Oggi vorrei andare più sul pratico e, in un certo senso, sul “mercantile“.

Essere professionisti non significa scrivere “photographer” sul profilo di Facebook, ma vuol dire entrare nella mischia, accollandosi i rischi di un’attività, freelance o dipendente.
Da freelance il passaggio è, banalmente, la fatturazione, ossia la trasformazione delle vostre idee in denaro.

Che il lavoro sia indipendente o dipendente, essere professionisti significa anche sapere di appartenere a una categoria, rispettandone molte regole, prima tra tutte il giusto compenso.

Se, pur di apparire, svendete o regalate le vostre immagini (che giocoforza saranno di basso livello, nessuno può garantire una buona produzione con budget inadeguati o inesistenti), fate prima di tutto del male a voi stessi, rovinando un mercato nel quale, in teoria, state cercando di posizionarvi.

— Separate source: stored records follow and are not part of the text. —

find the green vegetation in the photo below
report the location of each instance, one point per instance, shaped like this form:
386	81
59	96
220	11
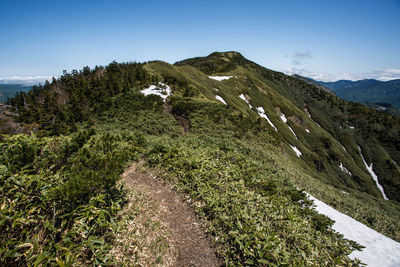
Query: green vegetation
60	197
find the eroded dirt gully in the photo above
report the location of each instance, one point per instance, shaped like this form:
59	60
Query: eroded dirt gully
191	242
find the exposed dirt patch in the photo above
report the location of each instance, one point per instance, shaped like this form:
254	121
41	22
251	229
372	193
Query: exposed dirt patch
190	241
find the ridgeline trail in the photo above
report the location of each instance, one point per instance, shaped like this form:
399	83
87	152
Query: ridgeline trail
191	242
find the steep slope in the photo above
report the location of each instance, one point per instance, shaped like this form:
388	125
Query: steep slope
345	126
235	138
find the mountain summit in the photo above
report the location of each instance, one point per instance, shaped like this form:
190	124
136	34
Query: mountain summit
243	143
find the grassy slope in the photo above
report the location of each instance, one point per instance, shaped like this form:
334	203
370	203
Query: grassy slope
231	164
373	211
322	146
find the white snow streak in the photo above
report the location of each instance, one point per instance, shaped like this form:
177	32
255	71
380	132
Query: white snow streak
296	150
262	114
244	98
220	99
290	128
374	176
283	118
220	78
379	251
341	166
162	91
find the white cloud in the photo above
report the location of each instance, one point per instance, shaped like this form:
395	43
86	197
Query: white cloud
299	58
382	75
26	80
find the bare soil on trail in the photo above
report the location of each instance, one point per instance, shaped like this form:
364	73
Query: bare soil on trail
192	244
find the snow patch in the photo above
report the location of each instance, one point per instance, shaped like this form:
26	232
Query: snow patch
374	176
162	90
290	128
296	150
244	98
262	114
220	78
220	99
283	118
379	250
344	169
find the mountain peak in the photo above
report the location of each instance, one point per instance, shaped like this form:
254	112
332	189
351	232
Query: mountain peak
216	62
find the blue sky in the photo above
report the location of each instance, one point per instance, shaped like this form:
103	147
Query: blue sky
326	40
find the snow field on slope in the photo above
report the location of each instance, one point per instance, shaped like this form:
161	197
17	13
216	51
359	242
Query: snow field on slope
341	166
296	150
158	90
284	119
262	114
244	98
220	99
374	176
220	78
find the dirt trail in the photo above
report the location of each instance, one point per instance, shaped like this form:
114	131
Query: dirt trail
190	240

Essere professionisti, infine, significa soprattutto rapportarsi con la committenza, garantendo idee, qualità e capacità autoriali e progettuali.

Il “photographer” gode del plauso della Rete, il professionista lavora duramente per convincere il committente e, soprattutto, il pubblico del medesimo, generando reddito per il proprio cliente e, ovviamente, per se stesso.

Tutto il resto è un gioco più o meno divertente, che però nulla ha a che fare con la professione.